Brazil, 1964

– Comercial da Gelato, ein! Coisa de primeira! Tá feliz?
– Tô sim…
– Usa aquele vestido do seu baile de debutante.
– Eles arrumam a roupa lá…Só quero algo arrumadinho pra dar boa impressão…
– Vai ficar bem na frente do mercadão, né?
– Vai sim. Num outdoor!
– Todo mundo vai falar de você, Regina!
– Já imaginou? Que engraçado! Olha só! Não lmbrava disso aqui.
– O Auto da Compadecida? Vivia relendo!
– Ah, se quiser pode levar…
– Se cansou?
– Besta! Foi só pra peça. Já passou…
– Você era quem?
– A Compadecida, você sabe.
– A principal!
– Não. Os principais eram Chicó e João Grilo. Eu só apareço pro fim, sua boba.
– Mas a Compadecida é a mais importante.
– É…Salvou João Grilo, salvou um tanto de gente.
– Faz pra mim? A Compadecida.
– Você sabe como é! Lia isso mais que eu.
– Deixa de ser chata…Me mostra…
– Ai, tá…João Grilo cantou uma música e aí…
– Não! Faz como você fez! Como você falou.
– Ah, não lembro todas as falas. Lembro umas minhas e outras do Diabo.
– Fala o que você lembra.
– João Grilo pergunta se eu, a compadecida, me ofendi pela musiquinha que cantou pra me chamar.

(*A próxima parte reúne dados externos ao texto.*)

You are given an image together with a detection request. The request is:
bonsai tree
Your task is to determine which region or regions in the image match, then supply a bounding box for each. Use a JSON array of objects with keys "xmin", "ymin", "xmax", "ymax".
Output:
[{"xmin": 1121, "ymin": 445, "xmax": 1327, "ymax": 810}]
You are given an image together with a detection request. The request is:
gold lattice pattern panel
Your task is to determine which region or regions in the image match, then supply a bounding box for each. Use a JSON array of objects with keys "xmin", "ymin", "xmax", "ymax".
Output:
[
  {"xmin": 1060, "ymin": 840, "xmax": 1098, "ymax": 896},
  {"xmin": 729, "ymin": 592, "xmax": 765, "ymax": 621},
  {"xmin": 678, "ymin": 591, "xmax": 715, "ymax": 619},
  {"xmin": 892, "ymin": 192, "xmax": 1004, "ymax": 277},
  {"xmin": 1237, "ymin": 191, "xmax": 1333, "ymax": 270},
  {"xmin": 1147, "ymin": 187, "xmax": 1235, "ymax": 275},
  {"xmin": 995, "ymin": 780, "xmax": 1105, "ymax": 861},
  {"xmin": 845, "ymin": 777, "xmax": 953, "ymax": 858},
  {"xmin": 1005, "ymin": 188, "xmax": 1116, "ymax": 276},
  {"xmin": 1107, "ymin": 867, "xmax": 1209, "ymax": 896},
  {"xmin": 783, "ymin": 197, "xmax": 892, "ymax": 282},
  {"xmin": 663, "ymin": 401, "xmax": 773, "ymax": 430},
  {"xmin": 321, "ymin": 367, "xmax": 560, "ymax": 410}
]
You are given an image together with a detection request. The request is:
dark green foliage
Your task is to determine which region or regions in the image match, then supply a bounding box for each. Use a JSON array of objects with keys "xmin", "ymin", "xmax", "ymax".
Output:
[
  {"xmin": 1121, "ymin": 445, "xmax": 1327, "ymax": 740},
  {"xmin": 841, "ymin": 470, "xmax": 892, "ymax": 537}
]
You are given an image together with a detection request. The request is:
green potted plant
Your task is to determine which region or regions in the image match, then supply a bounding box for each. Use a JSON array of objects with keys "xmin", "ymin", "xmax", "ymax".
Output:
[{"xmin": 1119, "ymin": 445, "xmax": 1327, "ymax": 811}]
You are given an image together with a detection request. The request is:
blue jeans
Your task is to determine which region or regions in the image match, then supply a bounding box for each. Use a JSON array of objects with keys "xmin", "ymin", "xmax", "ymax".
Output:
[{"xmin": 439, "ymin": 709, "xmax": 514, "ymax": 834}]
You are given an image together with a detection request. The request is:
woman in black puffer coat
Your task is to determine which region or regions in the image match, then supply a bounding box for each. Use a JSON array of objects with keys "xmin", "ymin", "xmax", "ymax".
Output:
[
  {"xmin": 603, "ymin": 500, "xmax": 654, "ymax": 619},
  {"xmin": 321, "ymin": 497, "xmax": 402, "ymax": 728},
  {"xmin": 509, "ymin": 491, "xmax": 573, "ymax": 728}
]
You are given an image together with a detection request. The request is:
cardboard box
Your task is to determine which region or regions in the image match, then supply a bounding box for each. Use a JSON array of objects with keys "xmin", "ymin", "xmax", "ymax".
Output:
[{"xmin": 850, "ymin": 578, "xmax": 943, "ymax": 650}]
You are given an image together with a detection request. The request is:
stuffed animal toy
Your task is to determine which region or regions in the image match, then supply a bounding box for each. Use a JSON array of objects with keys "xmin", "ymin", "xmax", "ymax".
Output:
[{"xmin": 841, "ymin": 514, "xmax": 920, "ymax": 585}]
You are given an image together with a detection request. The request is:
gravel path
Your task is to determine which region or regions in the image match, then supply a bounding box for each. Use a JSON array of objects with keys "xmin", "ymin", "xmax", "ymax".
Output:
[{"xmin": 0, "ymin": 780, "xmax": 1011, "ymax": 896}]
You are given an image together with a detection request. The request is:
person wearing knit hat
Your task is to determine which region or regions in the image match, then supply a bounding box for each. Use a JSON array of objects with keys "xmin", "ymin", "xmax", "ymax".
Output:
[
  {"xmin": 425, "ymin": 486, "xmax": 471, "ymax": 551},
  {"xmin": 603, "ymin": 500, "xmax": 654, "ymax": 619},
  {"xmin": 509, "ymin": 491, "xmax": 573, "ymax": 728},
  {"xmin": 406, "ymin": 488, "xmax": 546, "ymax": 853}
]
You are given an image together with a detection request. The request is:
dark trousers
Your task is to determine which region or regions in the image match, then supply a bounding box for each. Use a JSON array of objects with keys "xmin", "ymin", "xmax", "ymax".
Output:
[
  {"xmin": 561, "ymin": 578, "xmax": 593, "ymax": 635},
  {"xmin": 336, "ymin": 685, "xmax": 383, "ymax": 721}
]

Era alegre.
– Não! Faz a Compadecida!
Calma, menina! Já chego lá! João diz que o Diabo enrasca com tudo, que tudo é falta de respeito e eu digo: “É máscara dele, João. O Diabo é muito apegado às formas exteriores.” Aí o Diabo diz algo assim:”Salvar todo mundo acaba desmoralizando tudo!” Aí eu falo pra Jesus: “Interceda por esses pobres, meu filho. Não os condene.” Quase tudo que eles faziam era por medo. E então não lembro…Ah! Tem outra que eu digo: “João foi um pobre como nós, meu filho. Teve de suportar as maiores dificuldades, numa terra seca e pobre como a nossa.” E assim vai até Jesus se apiedar. E o Diabo, indignado por Jesus me dar ouvidos, fala: “Não tem jeito não. Homem governado por mulher, é sempre sem confiança!”
– Bonito…A Compadecida aparece pra dar um puxão de orelha em Jesus.
– Que pecado, Letícia!
– É, ele perdeu a compaixão por um momento. Queria preservar as regras vigentes, mesmo que isso custasse uma grande injustiça com os mais pobres, os mais vulneráveis.
Você acha melhor essa blusa rosa?
– Acho que a branca combina contigo. Ei, presta atenção! Ela se coloca no lugar dos mais pobres, sabe? Do sofrimento dessas pessoas oprimidas.
Lá no Nordeste é triste mesmo. Vou de saia? Ou é melhor uma calça?
– É uma alegoria, Regina. Aquela gente é toda a gente que sofre, em qualquer lugar. Eu passo por uns moradores de rua todo dia.
Ai, eu também. Dá um negócio né?
– Dá pena. Não é justo com eles. É isso que a Compadecida fala.
Passo Laquê? Tô pensando em deixar o cabelo solto. Me ajuda com o zíper? Não lembro como fica, acho que é aquele que aperta.
– Achei muito metafórico, sabe?
Pra variar, né Letícia!
– Foi sua primeira peça, não foi?
Peça séria, sim.
– E você não pegou o papel do Chicó, do João Grilo. Foi logo a Compadecida.
Não peguei porque era papel de homem.
– Você poderia fazer um homem.
Que isso! Papai não ia gostar e nem eu! Não sou uma invertida!
– Você foi a Compadecida, Regina. Parece até um sinal.
Sinal do quê, sua maluca?
– Seu primeiro trabalho como atriz ter sido através daquela Maria do Suassuna. A Compadecida. Isso é muito forte.
Sabe o que eu acho? Que você merece ficar com esse calhamaço!
– Eu não levo jeito pra atriz, Regina. É você que não pode esquecer…
Esquecer do quê, menina?
– De que você foi a Compadecida. Talvez ainda precise ser de novo…
Num filme! Imagina o sucesso!
– Não, Regina. Talvez você ainda precise lembrar alguém importante, que a vida dos mais vulneráveis importa.
Você deveria ser mais leve, Letícia.
– Como assim?
Vamos ver novela! É hoje que o Dr. Garcia vai tentar matar o D. Rafael!